Simmons hopes to host a grand opening later this month. Her license agreement stipulates the initial partnership will run until March 2024. A monthly 5% fee of gross monthly sales will be paid to Yellow Banana, the license agreement says.

Yellow Banana did not return a request for comment.

Simmons said communication with Save A Lot “has been good,” noting she was at the new space Thursday.

Her coffee company’s specialty is making black coffee amenable to drinkers who like some flavor.

“We do flavor-infused coffee, so you can still enjoy it black,” she said.

Simmons, who launched the coffee company in 2019, worked as a waitress before managing a coffee shop in Indiana. She began working at Stivers Coffee’s warehouse in Pilsen, from where she now sources her own beans.

Simmons said she became entrenched in the coffee business and even now still works at the Stivers warehouse.

“I’m still roasting. I’m grinding. I’m inventing,” she said.

The partnership with Save A Lot came about through Greg Stivers, founder of Stivers Coffee.
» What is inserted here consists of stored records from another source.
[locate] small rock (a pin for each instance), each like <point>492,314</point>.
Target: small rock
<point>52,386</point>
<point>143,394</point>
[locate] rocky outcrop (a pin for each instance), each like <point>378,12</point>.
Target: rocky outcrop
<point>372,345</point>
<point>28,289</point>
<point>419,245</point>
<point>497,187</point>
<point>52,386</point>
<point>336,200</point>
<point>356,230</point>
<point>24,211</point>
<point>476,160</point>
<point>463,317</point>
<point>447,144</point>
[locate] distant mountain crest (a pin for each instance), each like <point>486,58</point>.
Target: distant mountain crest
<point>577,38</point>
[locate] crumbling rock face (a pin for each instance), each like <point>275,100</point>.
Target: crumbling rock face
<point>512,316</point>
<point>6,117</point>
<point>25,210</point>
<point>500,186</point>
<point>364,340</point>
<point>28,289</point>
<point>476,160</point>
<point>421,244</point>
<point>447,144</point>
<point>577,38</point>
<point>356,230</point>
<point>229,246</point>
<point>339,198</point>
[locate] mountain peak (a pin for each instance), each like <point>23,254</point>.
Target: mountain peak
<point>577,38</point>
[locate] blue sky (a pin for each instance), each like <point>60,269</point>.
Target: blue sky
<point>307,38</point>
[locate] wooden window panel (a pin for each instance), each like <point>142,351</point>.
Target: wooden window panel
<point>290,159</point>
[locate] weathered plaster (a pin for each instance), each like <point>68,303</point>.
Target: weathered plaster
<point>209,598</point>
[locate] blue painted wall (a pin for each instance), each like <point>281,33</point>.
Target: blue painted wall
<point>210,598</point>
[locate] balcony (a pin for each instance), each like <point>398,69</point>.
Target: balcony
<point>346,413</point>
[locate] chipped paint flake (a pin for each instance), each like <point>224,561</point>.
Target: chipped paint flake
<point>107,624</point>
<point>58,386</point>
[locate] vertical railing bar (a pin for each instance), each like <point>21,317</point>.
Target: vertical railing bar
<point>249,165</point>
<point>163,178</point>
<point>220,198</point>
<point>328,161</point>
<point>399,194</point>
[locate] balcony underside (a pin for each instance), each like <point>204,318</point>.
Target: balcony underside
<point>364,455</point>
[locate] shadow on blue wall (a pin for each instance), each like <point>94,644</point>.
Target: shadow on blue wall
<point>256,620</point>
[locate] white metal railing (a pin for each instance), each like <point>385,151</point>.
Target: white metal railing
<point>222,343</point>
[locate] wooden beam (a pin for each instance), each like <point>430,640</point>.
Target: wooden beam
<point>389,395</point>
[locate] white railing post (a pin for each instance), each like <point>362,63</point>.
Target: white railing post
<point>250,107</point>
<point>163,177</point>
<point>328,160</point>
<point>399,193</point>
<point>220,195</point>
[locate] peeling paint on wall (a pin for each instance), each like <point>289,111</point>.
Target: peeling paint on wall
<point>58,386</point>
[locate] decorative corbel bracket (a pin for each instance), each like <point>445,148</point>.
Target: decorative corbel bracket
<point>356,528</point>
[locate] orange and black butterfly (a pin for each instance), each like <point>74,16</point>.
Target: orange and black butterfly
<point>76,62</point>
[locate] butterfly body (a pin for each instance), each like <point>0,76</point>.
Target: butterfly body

Yellow Banana first approached Stivers about opening a location at its Englewood space, but he was retiring, so he suggested Simmons.

“I was planning to open up a coffee truck first,” she said.

The pandemic prompted Simmons to sell her coffee beans online and since then, she’s opened pop-up stores around the city. She hopes to still open a coffee truck as well as stores and own her own roastery.

“It’s totally a stepping stone for me to connect my brand with the community,” she said. “I’m looking to maybe educate the community about heart health awareness. Most of us believe we have to have coffee with a ton of cream and sweeteners in order for us to get a flavor.”

But naturally sweetening black coffee is possible, Simmons said.

“I’m really excited about being in the grocery store around the customers and being outside of the warehouse,” she said.